Oui, j’ai pu vérifier à quel point le sida n’est plus du tout un sujet médiatique central. Le film est peut-être arrivé à un moment à la fois de panne politique et de désir politique. Le film s’est écrit au moment de Nuit debout. Je persiste à penser qu’au-delà de la mobilisation contre la loi Travail, ce qui s’y est dit alors, c’est : il y a d’autres choses à faire de la place bien-nommée de la République qu’un mausolée post-attentats. Après tout, c’était ça, déjà, le geste d’Act-Up : il y a d’autres choses à faire que d’enterrer nos morts.

Et puis il y a peut-être le fait que les 15-25 ans, qui ont fait une grande part du succès de « 120 BPM « , n’ont pas connu cette époque, dont ils sont les héritiers, alors même que le film représente des gens de leur âge. Ceux chez qui la réception du film n’a pas du tout été teintée d’une inquiétude existentielle l’ont pris comme un cadeau, une invitation.

Pensez-vous que ce côté politique d’Act-Up est perçu par les jeunes dont vous parlez ?

Chez ceux que je connais, en tout cas – certains de mes étudiants, par exemple -, oui. Il y a chez eux un désir très fort de se rassembler, de se retrouver physiquement. D’autant plus fort qu’avec le Net, la forme de la discussion a basculé. Les forums ouvrent des possibilités faramineuses et géniales. Mais en même temps, ça s’accompagne soit, chez des gens de notre génération, d’une nostalgie, soit, chez des gens de leur génération, d’une mélancolie. Nostalgie et mélancolie se retrouvant sur un désir de rassemblement des corps.

« 120 BPM » est un film où on s’engueule beaucoup, mais aussi où on s’aime beaucoup. Je crois que les gens ont vu cela. Il me semble qu’une des choses qu’on a réussies, c’est ça : donner à voir à la fois le tranchant de la discussion et les puissances d’amour. Et les acteurs sont superbes parce qu’ils ont compris ça.

Avez-vous hésité quand Robin Campillo vous a demandé d’être son coscénariste ?

J’ai dit « oui » très vite. Parce que j’avais le sentiment que c’était le bon moment. Dans son livre « Ce que le sida m’a fait », Elisabeth Lebovici demande à un collectif d’artistes femmes lesbiennes impliquées dans le sida pourquoi elles font une rétrospective à un moment donné. Et elles répondent : 25 ans, c’est le temps pour trouver au chagrin les moyens de s’exprimer. Je ne sais pas si c’est vrai. Mais quand l’équipe du film m’a sollicité, j’ai pensé quelque chose de cet ordre-là. J’ai pensé « il est temps ».
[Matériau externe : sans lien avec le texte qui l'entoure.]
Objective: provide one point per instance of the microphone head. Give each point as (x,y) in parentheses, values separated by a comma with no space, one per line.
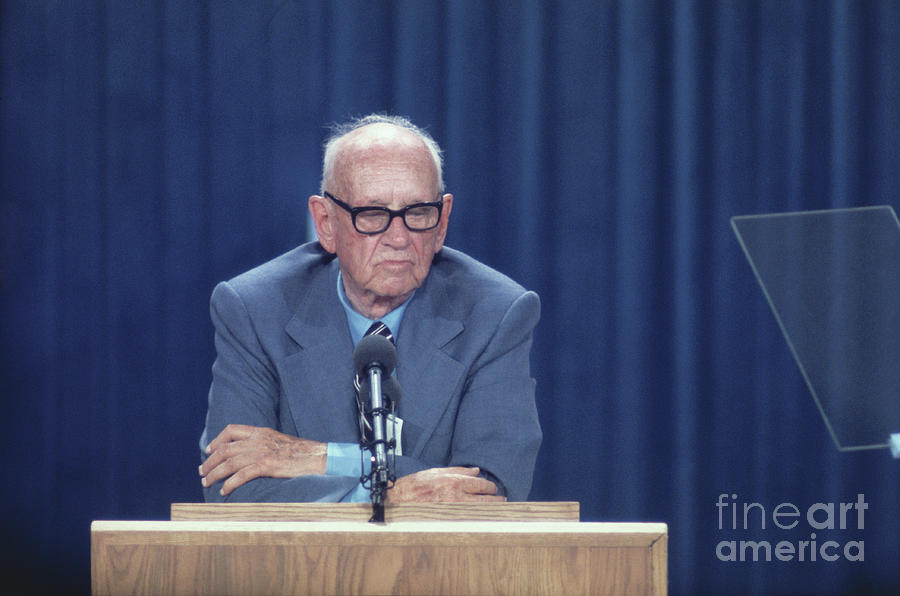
(375,350)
Deux choses m’ont quand même fait hésiter. La première : la crainte de retourner vers des moments extraordinairement vivants et de vérifier que je suis moins vivant aujourd’hui qu’à l’époque. La seconde : la crainte de retourner vers des moments extrêmement douloureux. Les deux se sont produits…

L’écriture a été à la fois nostalgique et bouleversée. Parce qu’il faut ouvrir les tombeaux, mettre au travail les fantômes. Ce qu’on a beaucoup fait. « 120 BPM  » est un film plein de fantômes, mais ce n’est pas un film crépusculaire. C’est un film sur la puissance vitale.